# Cutting mats.....



## ginnie5 (Jul 15, 2003)

I think mine is shot. Its only two years old. I have probably ruined it by trying to use the blades longer than I should have. I now know it would be cheaper to just change the blades than buy a new mat! I can see fuzzies on it when I hold it up and its just not cutting right. Is there anyway to clean them?


----------



## Dandish (Feb 8, 2007)

I don't know if it's the right thing to do, but I just wipe mine down occasionally with a dampened soft cloth.

About the cutting blades - they are expensive, too, but if you have a Harbor Freight reasonably convenient to you they sell 45 mm carpet cutter blades that work in almost all the 45 mm rotary cutters, and for me they've worked fantastically.
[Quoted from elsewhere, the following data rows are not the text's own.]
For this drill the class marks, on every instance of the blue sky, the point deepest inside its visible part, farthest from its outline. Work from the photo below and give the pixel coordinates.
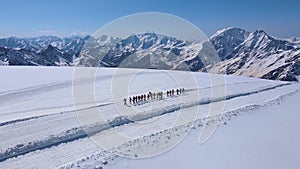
(28, 18)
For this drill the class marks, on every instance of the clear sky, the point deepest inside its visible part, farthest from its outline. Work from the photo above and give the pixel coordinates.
(27, 18)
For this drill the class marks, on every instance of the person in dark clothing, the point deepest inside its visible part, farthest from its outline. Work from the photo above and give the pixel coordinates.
(124, 100)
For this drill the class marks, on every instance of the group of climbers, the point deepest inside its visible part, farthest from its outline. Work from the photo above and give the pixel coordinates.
(151, 96)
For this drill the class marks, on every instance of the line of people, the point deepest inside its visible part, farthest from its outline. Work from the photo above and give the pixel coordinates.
(151, 96)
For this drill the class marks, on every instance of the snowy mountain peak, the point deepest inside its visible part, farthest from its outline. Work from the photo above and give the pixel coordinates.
(257, 54)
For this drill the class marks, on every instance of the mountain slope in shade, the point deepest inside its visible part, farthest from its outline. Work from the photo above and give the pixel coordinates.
(256, 54)
(241, 52)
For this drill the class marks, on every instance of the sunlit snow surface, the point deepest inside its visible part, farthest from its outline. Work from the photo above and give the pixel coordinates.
(39, 126)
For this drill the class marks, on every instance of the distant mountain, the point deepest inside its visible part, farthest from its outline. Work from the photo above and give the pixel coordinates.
(44, 50)
(256, 54)
(253, 54)
(152, 51)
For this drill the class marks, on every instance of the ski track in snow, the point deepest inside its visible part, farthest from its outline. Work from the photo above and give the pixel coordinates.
(78, 133)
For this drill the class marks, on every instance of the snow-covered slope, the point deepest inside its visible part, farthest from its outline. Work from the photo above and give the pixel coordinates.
(256, 54)
(40, 128)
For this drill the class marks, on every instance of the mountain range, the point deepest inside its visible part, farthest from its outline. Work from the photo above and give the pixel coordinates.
(237, 51)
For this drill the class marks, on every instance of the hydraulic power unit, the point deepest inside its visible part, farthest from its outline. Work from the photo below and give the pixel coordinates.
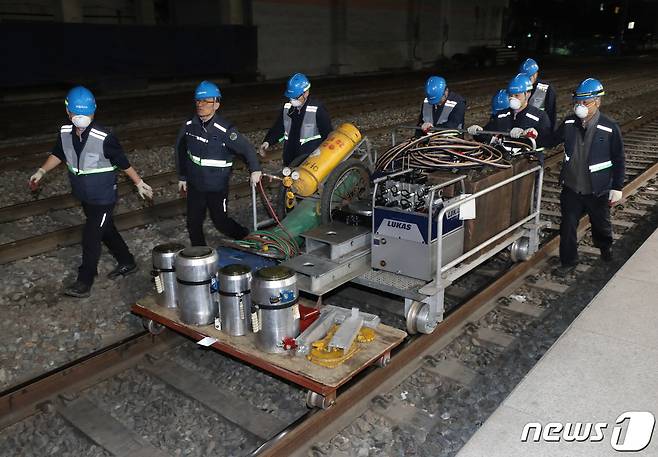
(405, 226)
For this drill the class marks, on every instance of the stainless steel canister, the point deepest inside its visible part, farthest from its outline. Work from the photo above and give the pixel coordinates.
(274, 293)
(235, 299)
(164, 256)
(196, 275)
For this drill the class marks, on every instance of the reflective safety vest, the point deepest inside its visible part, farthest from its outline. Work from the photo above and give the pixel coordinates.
(210, 159)
(538, 99)
(428, 112)
(309, 131)
(92, 176)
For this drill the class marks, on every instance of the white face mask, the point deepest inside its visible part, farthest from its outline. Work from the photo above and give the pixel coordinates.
(581, 111)
(514, 103)
(81, 121)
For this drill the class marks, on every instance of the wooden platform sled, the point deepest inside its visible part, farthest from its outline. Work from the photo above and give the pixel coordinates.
(321, 383)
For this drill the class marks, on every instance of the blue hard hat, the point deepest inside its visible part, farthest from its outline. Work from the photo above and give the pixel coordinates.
(80, 100)
(519, 84)
(588, 89)
(529, 67)
(206, 89)
(297, 85)
(500, 101)
(435, 87)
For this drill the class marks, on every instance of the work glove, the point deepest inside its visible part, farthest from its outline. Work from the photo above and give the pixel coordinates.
(614, 196)
(262, 148)
(36, 177)
(516, 132)
(144, 190)
(255, 177)
(474, 130)
(530, 133)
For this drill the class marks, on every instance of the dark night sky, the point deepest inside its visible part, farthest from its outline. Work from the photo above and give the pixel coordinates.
(588, 23)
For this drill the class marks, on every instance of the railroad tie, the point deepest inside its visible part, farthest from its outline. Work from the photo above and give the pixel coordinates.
(621, 223)
(550, 286)
(489, 335)
(106, 431)
(405, 416)
(451, 369)
(633, 211)
(585, 249)
(231, 407)
(524, 308)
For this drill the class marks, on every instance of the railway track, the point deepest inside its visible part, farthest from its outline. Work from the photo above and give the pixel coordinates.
(60, 391)
(43, 243)
(30, 155)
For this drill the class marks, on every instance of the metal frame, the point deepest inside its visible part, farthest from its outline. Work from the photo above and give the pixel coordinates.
(429, 312)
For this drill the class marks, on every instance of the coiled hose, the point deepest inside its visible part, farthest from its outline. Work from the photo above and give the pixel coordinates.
(442, 150)
(279, 244)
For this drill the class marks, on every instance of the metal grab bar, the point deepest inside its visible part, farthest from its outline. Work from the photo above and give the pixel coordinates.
(535, 213)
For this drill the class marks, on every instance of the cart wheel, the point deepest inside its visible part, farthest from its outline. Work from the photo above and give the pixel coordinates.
(315, 400)
(154, 328)
(418, 319)
(520, 250)
(281, 207)
(384, 360)
(348, 182)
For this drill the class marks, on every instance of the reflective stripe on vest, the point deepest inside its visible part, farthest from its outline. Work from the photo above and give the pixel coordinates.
(538, 98)
(428, 112)
(92, 158)
(600, 166)
(309, 131)
(209, 162)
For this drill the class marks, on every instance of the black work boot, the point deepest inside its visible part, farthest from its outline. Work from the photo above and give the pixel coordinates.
(78, 289)
(564, 270)
(122, 270)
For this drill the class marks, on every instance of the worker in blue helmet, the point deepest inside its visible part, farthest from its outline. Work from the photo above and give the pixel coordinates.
(499, 102)
(92, 155)
(441, 108)
(524, 123)
(543, 95)
(592, 174)
(301, 125)
(205, 148)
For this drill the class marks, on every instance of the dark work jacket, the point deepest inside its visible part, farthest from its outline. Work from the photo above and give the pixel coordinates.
(525, 119)
(606, 161)
(292, 147)
(205, 152)
(456, 117)
(549, 102)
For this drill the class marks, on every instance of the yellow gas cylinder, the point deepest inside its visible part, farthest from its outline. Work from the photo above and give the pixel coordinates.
(330, 153)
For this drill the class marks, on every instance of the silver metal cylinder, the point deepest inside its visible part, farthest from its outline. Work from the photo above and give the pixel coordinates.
(275, 294)
(164, 273)
(196, 274)
(235, 299)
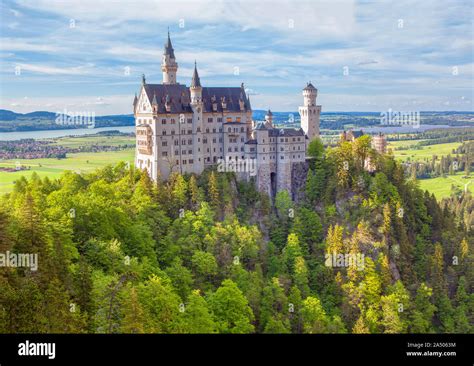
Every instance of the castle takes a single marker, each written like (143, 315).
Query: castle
(187, 129)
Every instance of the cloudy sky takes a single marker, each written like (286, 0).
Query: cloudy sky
(89, 55)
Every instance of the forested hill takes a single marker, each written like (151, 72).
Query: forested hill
(209, 254)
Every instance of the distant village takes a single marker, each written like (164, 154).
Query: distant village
(41, 149)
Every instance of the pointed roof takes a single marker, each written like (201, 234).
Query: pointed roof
(195, 82)
(309, 86)
(169, 47)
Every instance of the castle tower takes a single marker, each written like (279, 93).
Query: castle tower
(310, 112)
(197, 107)
(169, 65)
(269, 119)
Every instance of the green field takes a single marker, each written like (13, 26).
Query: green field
(81, 162)
(74, 142)
(441, 186)
(425, 152)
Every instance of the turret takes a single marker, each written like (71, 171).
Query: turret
(195, 88)
(169, 65)
(310, 112)
(269, 119)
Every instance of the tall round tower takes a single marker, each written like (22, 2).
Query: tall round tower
(310, 112)
(169, 66)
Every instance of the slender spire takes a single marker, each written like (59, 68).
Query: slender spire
(195, 82)
(169, 47)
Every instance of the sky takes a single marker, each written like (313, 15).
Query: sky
(89, 55)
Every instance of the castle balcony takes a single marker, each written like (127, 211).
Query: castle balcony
(144, 137)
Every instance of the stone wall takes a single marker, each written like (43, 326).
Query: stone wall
(299, 172)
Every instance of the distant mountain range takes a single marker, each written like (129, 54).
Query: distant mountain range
(42, 120)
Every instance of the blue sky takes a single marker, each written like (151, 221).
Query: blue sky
(361, 55)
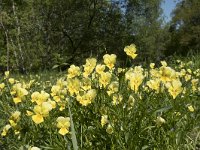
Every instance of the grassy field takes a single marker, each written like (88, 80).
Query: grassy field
(101, 106)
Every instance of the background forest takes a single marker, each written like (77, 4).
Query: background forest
(40, 34)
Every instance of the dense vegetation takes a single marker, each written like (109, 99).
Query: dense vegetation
(38, 34)
(141, 96)
(101, 106)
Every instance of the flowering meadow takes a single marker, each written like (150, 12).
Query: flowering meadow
(101, 106)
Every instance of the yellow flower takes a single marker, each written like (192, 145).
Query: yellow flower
(109, 129)
(11, 80)
(86, 84)
(18, 93)
(73, 86)
(41, 111)
(55, 90)
(109, 60)
(87, 98)
(100, 68)
(89, 66)
(167, 74)
(39, 98)
(5, 130)
(187, 77)
(131, 50)
(104, 120)
(63, 123)
(191, 108)
(154, 84)
(2, 85)
(14, 118)
(117, 98)
(73, 71)
(175, 88)
(113, 88)
(152, 65)
(194, 84)
(104, 79)
(34, 148)
(131, 102)
(136, 81)
(160, 121)
(29, 113)
(7, 74)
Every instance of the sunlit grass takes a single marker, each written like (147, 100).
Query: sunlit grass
(101, 106)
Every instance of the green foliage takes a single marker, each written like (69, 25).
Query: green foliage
(185, 27)
(35, 32)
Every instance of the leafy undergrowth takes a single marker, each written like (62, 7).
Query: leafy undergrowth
(101, 106)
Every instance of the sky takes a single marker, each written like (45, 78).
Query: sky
(168, 6)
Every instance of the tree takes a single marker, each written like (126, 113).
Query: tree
(185, 27)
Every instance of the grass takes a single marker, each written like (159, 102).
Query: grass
(136, 119)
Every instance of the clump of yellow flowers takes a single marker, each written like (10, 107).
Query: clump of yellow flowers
(99, 96)
(63, 123)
The best part? Just under $2 for 2 blades. They have some machine oil when you first open the package, might be a little tricky to separate; I carefully wipe it off and put it in my Olfa cutter. Don't feel so bad about changing much more frequently when they only cost $1 as opposed to $5+.


----------



## DW (May 10, 2002)

I'm headed to Harbor freight next week...being the tightwad that I am...I'm sure I use my blades way too long! Thanks


----------



## giraffe_baby (Oct 15, 2005)

Try a scraper ( plastic, putty knife type) and scrape that fuzz out (hubby cut some felt on mine once and i about came unglued!! cuz it was so far embedded....) but i gently bent at cut lines, and used a peice of plastic scraper and scraped out what i could.. and good to go


----------



## ErinP (Aug 23, 2007)

There are also sharpeners out there for rotary blades. 
http://www.amazon.com/TrueCut-TCSHA...MXXU/ref=sr_1_1?ie=UTF8&qid=1325375860&sr=8-1


----------



## Dandish (Feb 8, 2007)

You can order the Harbor Freight blades online, too - 

http://www.harborfreight.com/catalogsearch/result?keyword=carpet+cutter


----------



## Charleen (May 12, 2002)

Love Harbor Freight! Sign up to get their sale paper.


----------



## Classof66 (Jul 9, 2011)

I just got my Clotilde catalog and on p. 35 they have a mat smoother. Resurface your cutting mat! Use it like a lint brush to extend the life of your mat without damaging the grid. Special price $19.98

This might be ok for a huge expensive mat. For a smaller mat, I think I'd just muddle along with the old one, or watch for a sale. 

I got a pretty good price on new blades recently off Amazon.


----------



## Terri in WV (May 10, 2002)

You can use a lint brush and baby wipes to help clean it up.

If it's large, turn it around to extend the life.

My 1st mat lasted for 15-18 years(it wasn't a self healing one). It was a large one that I was able to vary where I used it to help extend it. When the main 1" cutting lines got too bad I just moved to the 1/4"-1/2" marks and cut to make it last longer. My latest mat is around 6 years old(same kind as before) and is still going strong.


----------



## ginnie5 (Jul 15, 2003)

well here's what I did...so far so good. I'll be cutting more tonight or tomorrow so will know for sure. Dh had some scotchbrite pads and i took one of them and cleaned the mat. then i wiped it with a damp cloth and the scotchbrite again. I can't feel anymore fuzzies and it looks like they are gone. I made a few cuts last night and it felt better.
Oh and I'm using the Harbor Freight blades. This damage was done before I found them.


----------



## Maura (Jun 6, 2004)

Terri is right. If you keep cutting on the same lines you will wear out your mat faster. Move everything over a quarter inch for a while. Then, another quarter inch. This is how I extend the life of my mats.


----------